Theses and Dissertations Collection

Meltwater streams fed by glaciers, icefields, and snow frequently have flow, temperature, and biogeochemical regimes distinct from non-meltwater streams. This physicochemical heterogeneity may support a diversity of freshwater food webs in landscapes where meltwater and non-meltwater streams currently co-occur. Additionally, these streams exist along a continuum which may serve as a space-for-time proxy for changes to physicochemical conditions as glacial and snowmelt influence diminishes with climate change. However, there remains a paucity of knowledge about how food webs are assembled on these rapidly changing landscapes. In the following pages, I describe three studies which examine how the structure of food webs supporting Pacific salmon vary between four streams in coastal southeast Alaska: glacier-fed, snow-fed, rain-fed, and one fed by a combination of rain, snow and glacial-melt. I first assess the temporal dynamics and synchrony of abiotic patterns and biomass waves of the trophic base of the food web. I then analyze the community structure and secondary production dynamics of the aquatic invertebrate community at an annual scale. Lastly, I present quantitative flow food web models using trophic-basis-of-production approach to illuminate the pathways of energy flow that support juvenile salmon. Using these approaches, I found that these cryospheric streams vary greatly in the biophysical patterns and community diversity and structuring. These differences, in turn, create distinct trophic pathways that support fish production between stream types with few shared links between and a greater number of resource flows supporting Coho and Dolly Varden in glacial- and snowmelt streams and substantial overlap in rainwater and combined-signature sites.

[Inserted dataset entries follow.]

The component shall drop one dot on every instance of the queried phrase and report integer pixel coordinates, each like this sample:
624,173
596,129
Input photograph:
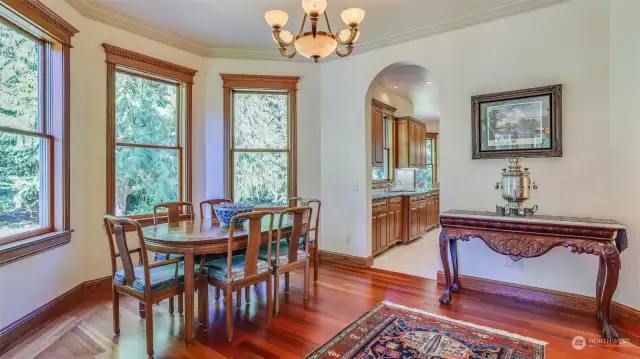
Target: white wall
403,105
512,53
308,120
624,87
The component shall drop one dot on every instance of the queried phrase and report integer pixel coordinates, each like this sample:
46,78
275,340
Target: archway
402,113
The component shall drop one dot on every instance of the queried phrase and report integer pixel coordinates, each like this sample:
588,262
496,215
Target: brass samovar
516,188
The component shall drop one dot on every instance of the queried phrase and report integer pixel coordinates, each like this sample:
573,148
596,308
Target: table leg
188,297
453,246
444,239
602,272
612,260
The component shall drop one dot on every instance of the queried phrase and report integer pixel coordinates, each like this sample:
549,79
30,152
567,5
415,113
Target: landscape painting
514,124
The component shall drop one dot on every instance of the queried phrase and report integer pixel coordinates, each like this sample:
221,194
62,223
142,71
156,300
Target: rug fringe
472,325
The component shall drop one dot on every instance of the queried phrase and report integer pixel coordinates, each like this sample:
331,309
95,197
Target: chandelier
315,44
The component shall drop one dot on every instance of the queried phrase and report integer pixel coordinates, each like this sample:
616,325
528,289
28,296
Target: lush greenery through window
261,148
425,178
385,172
25,140
148,152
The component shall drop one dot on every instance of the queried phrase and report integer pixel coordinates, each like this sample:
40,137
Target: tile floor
420,257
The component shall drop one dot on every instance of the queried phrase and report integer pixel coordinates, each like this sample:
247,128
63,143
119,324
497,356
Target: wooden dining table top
206,231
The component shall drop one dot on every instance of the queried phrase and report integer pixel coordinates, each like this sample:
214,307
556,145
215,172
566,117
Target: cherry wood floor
340,296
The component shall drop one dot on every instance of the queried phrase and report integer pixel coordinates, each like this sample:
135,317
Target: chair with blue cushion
238,271
314,247
174,215
148,282
287,256
211,203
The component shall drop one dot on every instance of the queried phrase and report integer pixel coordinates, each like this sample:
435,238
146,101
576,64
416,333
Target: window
384,173
425,178
149,132
260,122
34,117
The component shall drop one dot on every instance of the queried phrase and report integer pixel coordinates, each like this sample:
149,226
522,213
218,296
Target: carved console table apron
528,237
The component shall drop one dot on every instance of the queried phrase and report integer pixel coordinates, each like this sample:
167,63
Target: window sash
233,150
180,142
44,129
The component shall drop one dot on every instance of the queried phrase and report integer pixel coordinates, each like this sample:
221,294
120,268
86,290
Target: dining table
203,236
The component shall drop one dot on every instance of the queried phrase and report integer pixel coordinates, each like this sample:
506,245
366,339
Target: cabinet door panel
383,234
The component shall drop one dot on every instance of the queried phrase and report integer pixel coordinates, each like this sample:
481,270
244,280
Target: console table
528,237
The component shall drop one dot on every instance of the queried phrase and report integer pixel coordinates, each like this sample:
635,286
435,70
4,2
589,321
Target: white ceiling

Although glacial meltwater streams may be less productive overall, they support fish via distinct and diverse pathways from non-meltwater streams and contribute to landscape variation and prey community beta diversity is theorized to increase food resilience and stability. This may be especially true for mobile consumers like juvenile salmon which may track different growth opportunities and energy flow pathways across spatially structured food webs. As glacial and snowmelt contributions to surface waters decline, these distinct meltwater food webs are at risk of extirpation, which could leave salmon populations vulnerable to disturbance and may simplify the overall community structure on the landscape.